Nissan has unveiled a brand new version of the Leaf, and it’s one of the most important electric cars ever to be released. Featuring a 235 mile range (NEDC), semi-autonomous technology and the option of one pedal-driving, it brings just key features at a likely affordable price. We’ll drive the new Nissan Leaf soon, but in the meantime here are the key features and specs you need to know.
New Nissan Leaf: Design
For the last few weeks, Nissan has teased pictures of the new Nissan Leaf, so we pretty much knew what the new EV looked like. It features generally sharper styling than before, and it’s a little more svelte than the bug-eyed, previous model.
New Nissan Leaf: Range and performance
The new Leaf packs in a 40kWh battery, so it’ll be able to travel 235miles (NEDC) before charging, way more than the 100 or so mile range of the previous model. To put that in perspective, the Tesla Model S P100D has a range of around 380 miles (NEDC).
Charging will take 16 hours from a 3kW source, 8 ours from a 6kW source and just 40 minutes from a quick charger.
The new Nissan Leaf should be faster too: Power output is now at 110 kW and torque has been increased to 320 Nm, so it should be pretty rapid to 30mph.
New Nissan Leaf: Semi autonomous technology
One of the most important things about the new Nissan Leaf is its inclusion of semi-autonomous technology; Nissan has fitted its new EV with ProPILOT technology, which effectively drives the car for you.
ProPilot works between 19mph and 62mph, and is basically a combination of adaptive cruise control and lane keeping technologies. That means it’ll keep to a driver-set speed, unless the car in front slows down – and it’ll also stay centered within the lane you’re in. ProPilot also comes with start-stop technology, so it’ll stop automatically in traffic – and only needs a touch of the accelerator to get going again.
It’s pretty weird that ProPilot only works to 62mph though, as that’s clearly under the UK motorway speed limits – and way under what most adpative cruise control systems can do.

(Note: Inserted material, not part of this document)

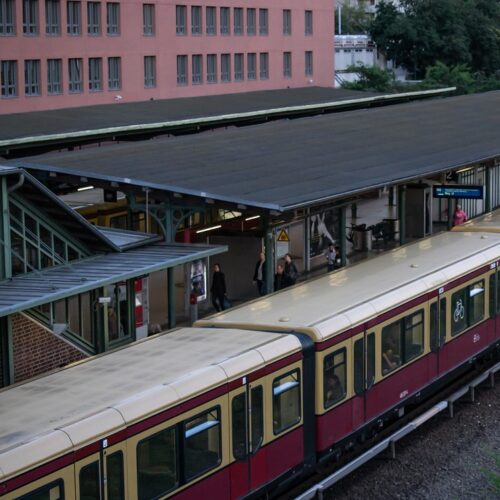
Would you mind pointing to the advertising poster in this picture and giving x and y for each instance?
(324, 228)
(198, 276)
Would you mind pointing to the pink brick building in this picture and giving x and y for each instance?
(65, 53)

It’ll be interesting to see if Nissan changes that before the Leaf’s UK release.
New Nissan Leaf: e-Pedal
The new Leaf has an e-Pedal, a driving mode that essentially allows for one foot operation. According to Nissan, the ePedal will significantly slow down the car when the driver isn’t on the accelerator.

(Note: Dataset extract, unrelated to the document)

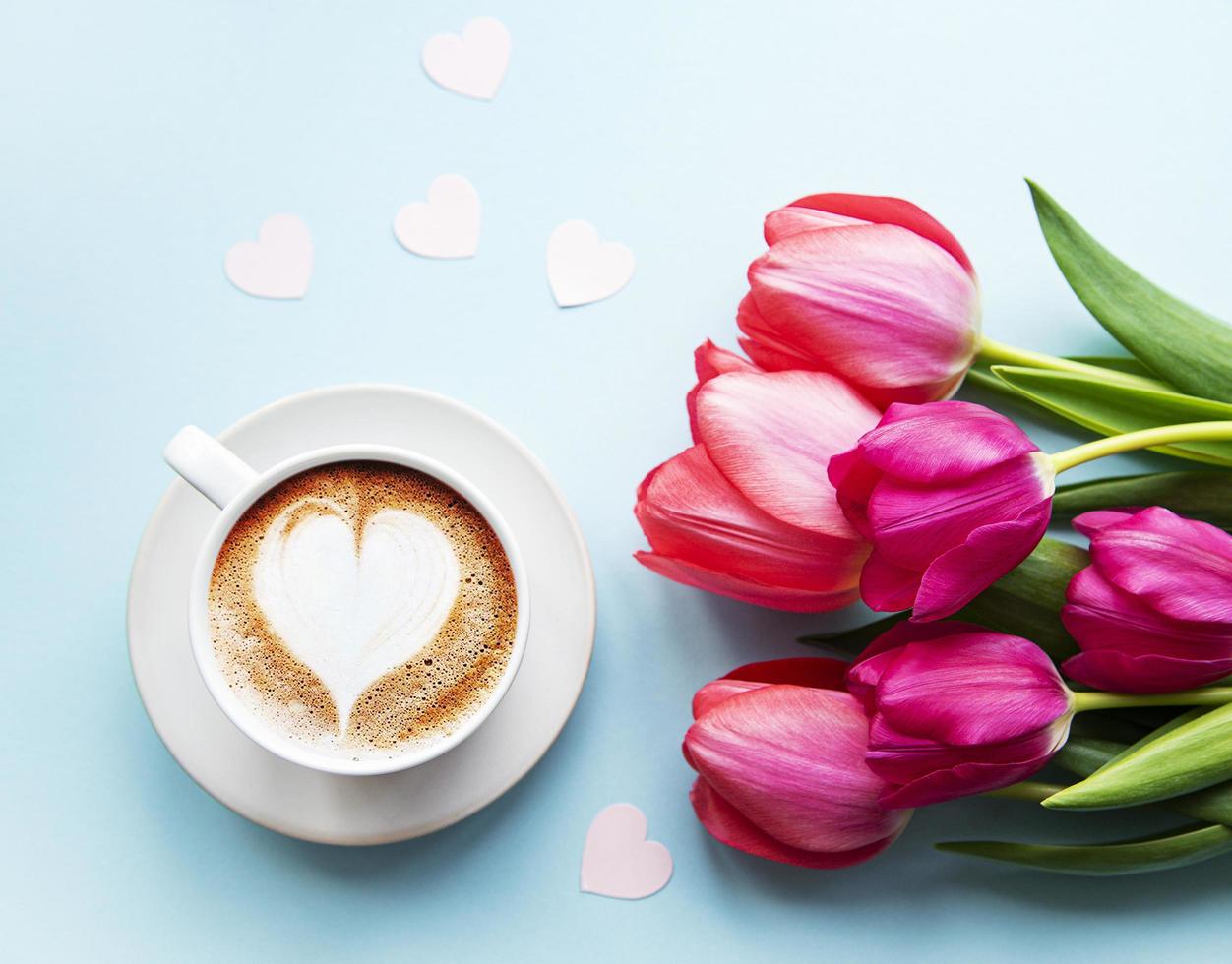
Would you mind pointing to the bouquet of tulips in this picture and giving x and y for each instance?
(830, 465)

Electric cars do that already, but the ePedal mode is also able to bring the car to a stop, and even hold a car on the hill. It’s best to think of it as a more advanced B mode, which doubles up as an automatic handbrake.

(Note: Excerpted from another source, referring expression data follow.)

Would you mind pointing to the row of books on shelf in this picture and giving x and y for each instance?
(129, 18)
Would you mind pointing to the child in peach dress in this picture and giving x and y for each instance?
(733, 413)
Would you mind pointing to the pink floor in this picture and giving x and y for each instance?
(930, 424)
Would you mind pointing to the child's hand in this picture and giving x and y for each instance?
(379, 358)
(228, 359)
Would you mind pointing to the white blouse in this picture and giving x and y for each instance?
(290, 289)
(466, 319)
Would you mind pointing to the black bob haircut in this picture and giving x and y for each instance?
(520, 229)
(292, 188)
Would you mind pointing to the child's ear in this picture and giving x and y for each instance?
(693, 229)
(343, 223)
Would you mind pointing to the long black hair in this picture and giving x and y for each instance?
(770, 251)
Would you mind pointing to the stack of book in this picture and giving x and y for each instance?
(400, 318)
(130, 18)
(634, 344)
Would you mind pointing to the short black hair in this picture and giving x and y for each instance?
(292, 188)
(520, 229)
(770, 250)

Nissan says drivers will be able to toggle the system or or off, and that brakes will still be needed when a sudden stop is necessary – but it’s going to be a useful feature, regardless.
New Nissan Leaf: Price
We’re not sure how much the new Nissan Leaf will cost in the UK, but we can take a guess based on other released prices. The Japanese price of the new EV is 3,150,360 yen, which means the standard Leaf is likely to cost just over £22,000. However, the current Leaf comes in several different trim levels, so you can expect the new Leaf to cost anything from £22,000 to £30,000 depending on the model you want.